My one regret

write-bravely_2560-x-1600_1920x1200You know, I really miss writing.

I miss the free time I had to write. I miss being able to write freely and unabashedly about my thoughts on the world. It was almost… therapeutic. Many writers will tell you that. They’ll tell you that writing their every thought enabled them to reason better. Writing, for me, made things make sense.

And now there’s no time left to write.

Writers out there will tell me to make time. To find the time. Maybe I just don’t have it anymore. Not time. It.  Maybe I just don’t have it in me to write.

One day, very long ago, I made a choice. I finished my uni degree, packed my bags and moved to New Zealand to be with my then boyfriend who had just signed a contract to play in the very first year of the A-League. I knew back then, while waiting to board at the airport, that it was a definitive moment. For me. For my future.

It was his career or mine.

I boarded that plane, arrived in our new Auckland abode, found a job completely unrelated to my media degree and settled into my new life as the unlikely WAG I became.

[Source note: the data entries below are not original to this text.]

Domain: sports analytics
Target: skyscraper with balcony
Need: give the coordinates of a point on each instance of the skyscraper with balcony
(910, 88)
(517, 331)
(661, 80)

kat__zenon__largeThis all sounds very sad. Disappointing even. But it was the single best decision I made.

From Auckland we moved to Holland, where we spent every free weekend for two years visiting a new country. I watched my husband play beautiful football in a quality European league and with it came so many memories.

And I still worked. I was lucky enough to find a fantastic job in buying for EU Foot Locker and it was one of the best times of my life.

Those amazing two years of football turned into another ten back in Australia, where we continued to travel for his career while starting a new, completely mind-blowing chapter to the story of our lives – babies.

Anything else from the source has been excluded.